La politique de la Suisse à l'égard des gens du voyage durant la Seconde Guerre mondiale.
“Tsiganes suisses? Ça n'existe pas!" Telle a été la réponse de Berne au consulat suisse des Pays-Bas occupés par les nazis, suite à la demande de protection émanant d'un Yéniche au passeport suisse, résidant à La Haye. Un homme dont la trace figure dans le livre des victimes d'Auschwitz avec pour mention: Schweizerzigeuner. Cet homme a réussi à échapper au camp de la mort... et à une mort certaine. Il a retrouvé sa femme, dont il avait été séparé durant la guerre, et s'est installé en Hollande. "Mais il n'est jamais revenu en Suisse", a relevé, [le 4 avril 2001], à Genève, l'historien Thomas Huonker, auteur, avec Regula Ludi, du rapport Bergier sur la politique helvétique à l'égard des Gens du Voyage durant la période nazie.
"Tsigane suisse, ça n'existe pas!" Phrase terrible, comportant la négation d'un peuple, d'une culture. Une phrase néanmoins significative, symbolique d'une constante dans la politique de la Confédération à l'égard des Yéniches, Manouches, Roms et autres Tsiganes depuis le début du siècle. Une constante que Thomas Huonker n'estime pas encore éliminée. Une histoire longtemps négligée, passant sous silence un génocide. En Europe, entre 600 000 et un million de Tsiganes ont été déportés et exterminés.

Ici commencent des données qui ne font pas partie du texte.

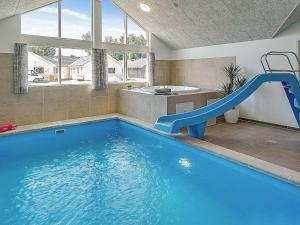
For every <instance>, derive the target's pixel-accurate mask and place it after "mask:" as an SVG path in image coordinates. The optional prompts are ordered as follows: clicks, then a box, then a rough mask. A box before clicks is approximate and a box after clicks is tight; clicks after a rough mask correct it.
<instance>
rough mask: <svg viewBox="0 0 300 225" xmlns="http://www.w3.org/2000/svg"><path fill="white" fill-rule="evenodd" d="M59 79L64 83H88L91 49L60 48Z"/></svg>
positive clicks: (89, 73) (91, 74) (89, 79)
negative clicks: (60, 64)
mask: <svg viewBox="0 0 300 225" xmlns="http://www.w3.org/2000/svg"><path fill="white" fill-rule="evenodd" d="M61 80H62V83H64V84H66V83H67V84H73V83H78V82H81V83H90V81H91V80H92V64H91V51H90V50H81V49H67V48H63V49H61Z"/></svg>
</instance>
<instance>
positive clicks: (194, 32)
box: [113, 0, 299, 49]
mask: <svg viewBox="0 0 300 225" xmlns="http://www.w3.org/2000/svg"><path fill="white" fill-rule="evenodd" d="M113 2H114V3H115V4H116V5H118V6H119V7H120V8H121V9H123V10H124V11H126V12H127V13H128V14H129V15H130V16H131V17H132V18H133V19H135V20H136V21H138V22H139V23H140V24H141V25H143V26H144V28H146V29H147V30H149V31H151V32H152V33H153V34H155V35H156V36H157V37H158V38H160V39H161V40H162V41H164V42H165V43H166V44H167V45H168V46H169V47H170V48H172V49H183V48H191V47H201V46H209V45H217V44H226V43H234V42H241V41H251V40H258V39H267V38H272V37H273V35H274V34H275V33H276V32H277V31H278V30H279V29H280V27H281V26H282V25H283V23H284V21H286V20H287V18H288V16H289V15H290V13H291V12H292V11H293V9H295V7H296V6H297V5H299V0H142V1H141V0H113ZM141 2H143V3H146V4H148V5H149V6H150V7H151V12H149V13H145V12H143V11H141V10H140V8H139V4H140V3H141ZM298 16H299V15H298Z"/></svg>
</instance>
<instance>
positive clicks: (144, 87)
mask: <svg viewBox="0 0 300 225" xmlns="http://www.w3.org/2000/svg"><path fill="white" fill-rule="evenodd" d="M159 88H169V89H171V90H172V93H175V94H178V93H192V92H199V91H200V90H201V89H200V88H197V87H187V86H174V85H166V86H150V87H144V88H139V89H138V90H136V91H141V92H147V93H155V89H159Z"/></svg>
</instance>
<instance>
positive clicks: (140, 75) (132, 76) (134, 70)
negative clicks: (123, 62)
mask: <svg viewBox="0 0 300 225" xmlns="http://www.w3.org/2000/svg"><path fill="white" fill-rule="evenodd" d="M147 61H148V60H147V55H146V54H144V53H128V54H127V80H129V81H130V80H145V79H146V78H147V70H146V69H147Z"/></svg>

L'état des travaux et des sources helvétiques sur la question est si pauvre, a ajouté Thomas Huonker, qu'il est impossible de dire aujourd'hui combien d'individus, de familles appartenant au collectif tsigane ont été refusés à la frontière. Des traces montrent que certains refoulements se sont avérés fatals.
Genève, seul canton à disposer d'archives complètes, fait état de treize refoulements - une famille et le fameux guitariste de jazz Django Reinhardt. Les autorités helvétiques ne sont même pas intervenues lorsque des Gens du Voyage de nationalité suisse étaient menacés de déportation et de mort. Dans plusieurs cas documentés, les autorités n'ont pas reconnu la nationalité de ces personnes ou n'ont pas pris les mesures nécessaires vis-à-vis du régime national-socialiste pour tenter de les sauver.
Questions d'aujourd'hui
La difficulté de la recherche a été accentuée par la réticence des Gens du Voyage à donner leur identité, ou du moins à dire qu'ils étaient Yéniches, Manouches ou Roms. En raison d'un passé trop douloureux? Dès la fin du XIXe siècle, rappelle le chercheur, des scientifiques ont tenté de démontrer des "prédispositions génétiques au nomadisme".

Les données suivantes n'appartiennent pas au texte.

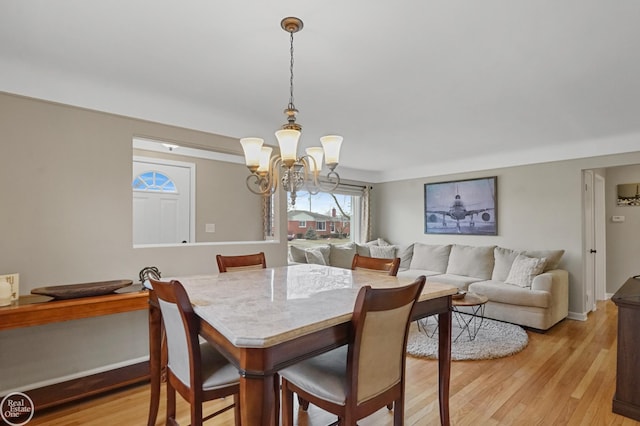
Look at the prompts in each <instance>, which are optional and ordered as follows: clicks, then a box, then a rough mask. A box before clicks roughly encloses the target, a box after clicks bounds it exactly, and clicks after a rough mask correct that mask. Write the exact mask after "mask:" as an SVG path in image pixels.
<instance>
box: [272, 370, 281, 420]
mask: <svg viewBox="0 0 640 426" xmlns="http://www.w3.org/2000/svg"><path fill="white" fill-rule="evenodd" d="M280 388H281V385H280V375H279V374H277V373H276V374H274V375H273V392H274V399H275V401H274V405H275V407H276V425H279V424H280Z"/></svg>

Des théories racistes ont été suivies par une politique visant à éliminer une culture et tout un peuple. Dès 1906, les Tsiganes étrangers furent expulsés hors des frontières suisses, l’entrée dans le territoire leur fut interdit. La Suisse fut le premier pays à se déclarer "libre de Tsiganes".
Le génocide culturel / l'ethnocide
Il y a eu des stérilisations forcées, des enlèvements d’enfants yéniches autochtones à leurs parents. La Confédération helvétique voulait assimiler, "normaliser" les Tsiganes suisses. Un programme fut mené, de 1926 à 1973, sous l'égide de la Fondation "Pro Juventute" avec le silence complice des autorités: des conseillers fédéraux siégeaient au conseil d'administration de la fondation, rappelle l'historien Thomas Huonker.
A cela s'ajoute l'établissement en Suisse d'un "Registre tsigane", dès 1911, qui sera étendu sur le plan international en 1920. Sous le contrôle d'Hitler durant la guerre, il sera abandonné par les Alliés, "mais pas par la Suisse". Fichage, prise d'empreintes digitales, privation de liberté pour les hommes, parfois pour les femmes et les enfants. Un véritable processus de criminalisation, de stigmatisation d'une communauté, que la Suisse a aussi appliqué aux Juifs avec le tampon "J", relève Michèle Fleury. Le rapport raconte le racisme étatique, les rares parcours dramatiques, que les chercheurs ont pu identifier.
Il montre que la politique suisse à l'égard des Tsiganes a été inhumaine avant, pendant et après la guerre. Et il pose, enfin, des questions sur la pratique actuelle. Sur l'acceptation, dans sa différence, d'une communauté.